Figure 3 Box plots of the distributions of non-synonymous substitution rate (dN) values in each GO category. The pairwise comparisons are: S. crassipalpis to D. melanogaster (a), S. crassipalpis to A. gambiae (b), and A. gambiae to D. melanogaster (c). The upper (more ...)
In addition to the focal animal, transcriptomics projects can also provide insights into parasites, pathogens, and other associated microorganisms. Because we used whole organisms grown in non-sterile culture conditions we expected a portion of our library to include microorganismal sequences, some which are directly associated with S. crassipalpis and some that are inadvertent environmental contaminants. We identified only 160 non-metazoan sequences that appeared to be independent transcripts with an E<0.0001 from our BLASTX and BLASTN searches. Although we expect that flesh flies have a rich microorgansimal community, our selection of poly-A RNA as the starting material for our library likely eliminated many potential microbial sequences. Few hits were ascribed to any single microorganismal taxa. Roughly one-third of the sequences had high sequence similarity to various eukaryotic microorganisms including yeasts (e.g., Candida, Saccharomyces), filamentous fungi (e.g., Aspergillus, Neurospora), and protozoans (e.g., Plasmodium, Theileria). Sequences having apparent bacterial origin included many genera with species that have been associated with insects either as pathogens or as normal flora in the gut (e.g., Burkholderia and Escherichia), but these sequences could just as easily represent environmental contamination. Perhaps most interesting of the non-metazoan sequences were those for transposable elements, particularly sequences in the Mariner-Tc1 family and several retroviral elements. With future development such sequences may provide insight into new functional genomics tools for Sarcophaga, potentially including transgenic modification.

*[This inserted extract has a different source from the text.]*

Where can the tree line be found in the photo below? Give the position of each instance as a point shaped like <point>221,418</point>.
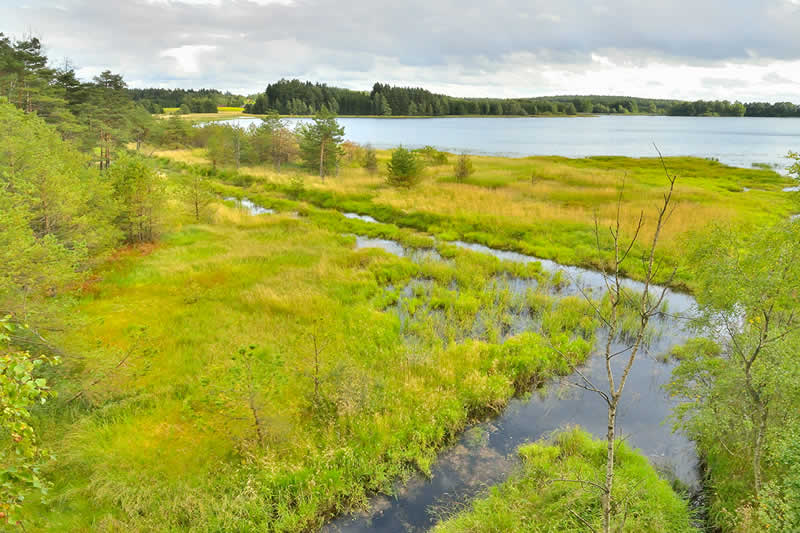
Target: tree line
<point>295,97</point>
<point>156,100</point>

Another interesting feature of our 454 sequence data is that a number of sequences appear to contain repeat motifs (i.e., microsatellites) or single nucleotide polymorphisms (SNPs). We searched for microsatellite motifs within our sequences using the program MSATCOMMANDER [24
] to identify sequences with di-, tri-, tetra-, penta, and hexanucleotide repeats. Our search for repeat motifs revealed 521 sequences containing some such motif from the total set of 52,053 sequences (using a minimum repeat length of seven, Additional file 2
). The high levels of variation typically found for microsatellite markers have led to their widespread use for a broad range of studies such as genome mapping, parentage analysis, and analyses of gene flow and genetic structure. Because our library was constructed from a long-standing laboratory colony expected to harbor little standing variation compared to field populations, we did not screen any of these loci for allelic variability. Similarly, to identify SNPs in our contigs we used the program PolyBayesShort, a version of the PolyBayes program [25
] that has been optimized for data from short read platforms such as 454, under the default parameters. We found at total of 12,090 SNPs that were distributed among 3436 of our 20,995 contigs, yielding an average of 7.23 SNPs per 10 kb. However, because our samples were derived from a long-standing, inbred laboratory colony our SNP estimates are likely a small fraction of the variation existing in S. crassipalpis
populations in the field. We hope that identification of candidate microsatellite and SNP loci will be useful for others interested in field-based population studies of S. crassipalpis
and closely related Sarcophaga
species, some of which are important for forensic studies.